7.3-3, three node cluster: one node "question marks" on me and no Ceph connection on it responds *unless it was already there when the problem started

starkruzr · Dec 1, 2022

hi,

I have had a problem with one node in my cluster for months now with no idea how to fix it, with no one on this forum or in the Ceph mailing list ever replying, which makes me think no one has ever seen it before and no one has any idea how to troubleshoot it, so I am trying to figure out how to wipe a node that is functioning as a Ceph node and reinstall without losing any Ceph data.

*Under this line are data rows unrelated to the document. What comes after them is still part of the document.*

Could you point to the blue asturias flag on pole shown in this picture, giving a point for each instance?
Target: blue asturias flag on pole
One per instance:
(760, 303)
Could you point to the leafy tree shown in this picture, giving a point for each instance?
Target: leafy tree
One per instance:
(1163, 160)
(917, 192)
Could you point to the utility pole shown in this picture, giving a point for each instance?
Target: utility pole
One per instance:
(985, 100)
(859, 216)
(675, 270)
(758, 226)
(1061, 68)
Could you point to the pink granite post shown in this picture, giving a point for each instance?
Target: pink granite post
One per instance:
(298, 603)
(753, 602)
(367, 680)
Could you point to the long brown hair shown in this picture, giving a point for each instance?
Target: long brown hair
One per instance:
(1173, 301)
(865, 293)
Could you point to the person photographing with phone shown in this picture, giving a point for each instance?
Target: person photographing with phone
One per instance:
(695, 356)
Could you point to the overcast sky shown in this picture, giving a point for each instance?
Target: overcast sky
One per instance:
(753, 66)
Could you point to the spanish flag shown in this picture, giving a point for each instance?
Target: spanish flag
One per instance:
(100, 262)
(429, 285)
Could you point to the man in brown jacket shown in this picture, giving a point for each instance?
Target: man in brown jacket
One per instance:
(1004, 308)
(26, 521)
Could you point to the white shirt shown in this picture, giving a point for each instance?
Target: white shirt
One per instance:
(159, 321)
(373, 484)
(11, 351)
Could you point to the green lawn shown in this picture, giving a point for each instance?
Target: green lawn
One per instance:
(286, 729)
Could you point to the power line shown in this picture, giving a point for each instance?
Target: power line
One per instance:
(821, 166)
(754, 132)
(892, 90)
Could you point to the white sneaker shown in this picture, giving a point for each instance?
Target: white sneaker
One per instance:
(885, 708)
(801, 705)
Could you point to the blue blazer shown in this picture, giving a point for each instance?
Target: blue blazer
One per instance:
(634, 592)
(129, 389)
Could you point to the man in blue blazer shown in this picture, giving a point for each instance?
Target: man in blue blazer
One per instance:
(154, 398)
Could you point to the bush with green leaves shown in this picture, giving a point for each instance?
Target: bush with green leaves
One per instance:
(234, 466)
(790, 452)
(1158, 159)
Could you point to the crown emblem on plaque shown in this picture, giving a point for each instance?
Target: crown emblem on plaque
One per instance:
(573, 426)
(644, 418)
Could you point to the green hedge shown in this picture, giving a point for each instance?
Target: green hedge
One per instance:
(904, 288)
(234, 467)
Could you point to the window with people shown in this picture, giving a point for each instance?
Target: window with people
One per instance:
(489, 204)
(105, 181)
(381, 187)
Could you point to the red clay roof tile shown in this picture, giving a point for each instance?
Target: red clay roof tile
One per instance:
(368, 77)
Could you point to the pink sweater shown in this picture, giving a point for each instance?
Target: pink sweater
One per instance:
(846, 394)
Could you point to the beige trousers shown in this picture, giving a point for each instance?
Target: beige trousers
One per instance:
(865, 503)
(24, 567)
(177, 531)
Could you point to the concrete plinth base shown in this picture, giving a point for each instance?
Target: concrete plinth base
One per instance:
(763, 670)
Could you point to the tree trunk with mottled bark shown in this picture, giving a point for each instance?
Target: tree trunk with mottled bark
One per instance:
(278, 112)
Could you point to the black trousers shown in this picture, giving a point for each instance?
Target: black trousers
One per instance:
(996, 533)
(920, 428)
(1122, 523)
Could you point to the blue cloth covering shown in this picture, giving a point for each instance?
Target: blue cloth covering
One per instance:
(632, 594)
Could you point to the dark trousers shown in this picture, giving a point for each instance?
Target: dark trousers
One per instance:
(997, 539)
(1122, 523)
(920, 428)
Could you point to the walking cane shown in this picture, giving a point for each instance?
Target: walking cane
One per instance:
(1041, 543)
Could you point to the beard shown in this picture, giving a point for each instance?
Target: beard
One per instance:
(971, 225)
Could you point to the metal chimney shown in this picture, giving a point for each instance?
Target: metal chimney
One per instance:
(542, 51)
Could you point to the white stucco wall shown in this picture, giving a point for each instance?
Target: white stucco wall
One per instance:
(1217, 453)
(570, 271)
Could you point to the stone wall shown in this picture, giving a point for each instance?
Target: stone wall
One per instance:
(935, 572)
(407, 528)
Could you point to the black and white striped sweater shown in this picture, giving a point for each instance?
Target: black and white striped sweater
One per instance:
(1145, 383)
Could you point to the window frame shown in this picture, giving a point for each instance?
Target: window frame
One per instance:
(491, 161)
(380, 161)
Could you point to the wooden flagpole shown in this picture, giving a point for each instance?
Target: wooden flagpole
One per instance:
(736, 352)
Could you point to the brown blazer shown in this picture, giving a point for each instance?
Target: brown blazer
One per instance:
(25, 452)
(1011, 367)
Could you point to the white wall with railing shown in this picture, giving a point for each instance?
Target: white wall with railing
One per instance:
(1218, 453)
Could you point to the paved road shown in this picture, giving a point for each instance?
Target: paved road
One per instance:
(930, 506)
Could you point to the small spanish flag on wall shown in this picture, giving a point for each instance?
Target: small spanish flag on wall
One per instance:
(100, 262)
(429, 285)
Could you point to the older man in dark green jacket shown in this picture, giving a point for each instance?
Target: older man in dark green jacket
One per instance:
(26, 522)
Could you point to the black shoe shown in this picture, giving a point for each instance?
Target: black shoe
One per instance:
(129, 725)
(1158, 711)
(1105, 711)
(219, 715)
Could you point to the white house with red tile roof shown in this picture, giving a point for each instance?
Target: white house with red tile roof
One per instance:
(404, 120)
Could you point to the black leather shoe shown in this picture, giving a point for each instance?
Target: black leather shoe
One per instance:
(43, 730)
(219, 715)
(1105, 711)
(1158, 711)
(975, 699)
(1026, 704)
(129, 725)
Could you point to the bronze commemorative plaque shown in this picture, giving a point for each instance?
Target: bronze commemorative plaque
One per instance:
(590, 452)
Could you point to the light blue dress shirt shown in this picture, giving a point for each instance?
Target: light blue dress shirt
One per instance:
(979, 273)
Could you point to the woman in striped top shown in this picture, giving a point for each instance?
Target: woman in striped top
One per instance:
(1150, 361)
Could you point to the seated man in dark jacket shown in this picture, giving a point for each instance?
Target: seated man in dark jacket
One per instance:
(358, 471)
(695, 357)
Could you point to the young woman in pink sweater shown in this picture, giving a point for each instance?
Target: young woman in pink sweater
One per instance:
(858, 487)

the issue: about six months ago I had this node refuse to respond when I tried to stop or move containers and VMs on it. it will start them if it is rebooted, but any attempt to do anything else to them results in a long wait and finally "TASK ERROR: rbd error: 'storage-fastwrx'-locked command timed out - aborting" when the task eventually fails. ('fastwrx' being the name of the all-SSD pool I use for block devices for rootvols) I get the same error if I try to create any containers or VMs on it. If there is anywhere else that errors related to this are found, I haven't found them yet. There is nothing notable in syslog, dmesg, or /var/log/ceph.log, and all of the OSDs seem to be ticking along without incident. `ceph health` says everything is fine with the exception of there not being enough standby MDSes, which is something that I think changed when I updated to Quincy -- I have two cephfses and I guess it wants a standby MDS for each now. I only have 3 nodes so that's not an option for now.

Most importantly, you cannot create any new VMs or containers on the node's Ceph resources, with the same complaint about the fastwrx pool. (It does work using "local" and "local-lvm" storage.) What this means is that all my workloads are slowly shifting to the other two nodes. This is not a sustainable situation and is a waste of resources on the "broken" node. There is nothing running on the "broken" node I need to keep, but I do need the data on the OSDs.

The other day this situation became worse, where even though pvecm status showed everything as fine, the node was all "question marks" for itself and all its VMs and containers and wouldn't run the web interface. A restart seems to have temporarily fixed this, but I'm afraid the situation is continuing to deteriorate.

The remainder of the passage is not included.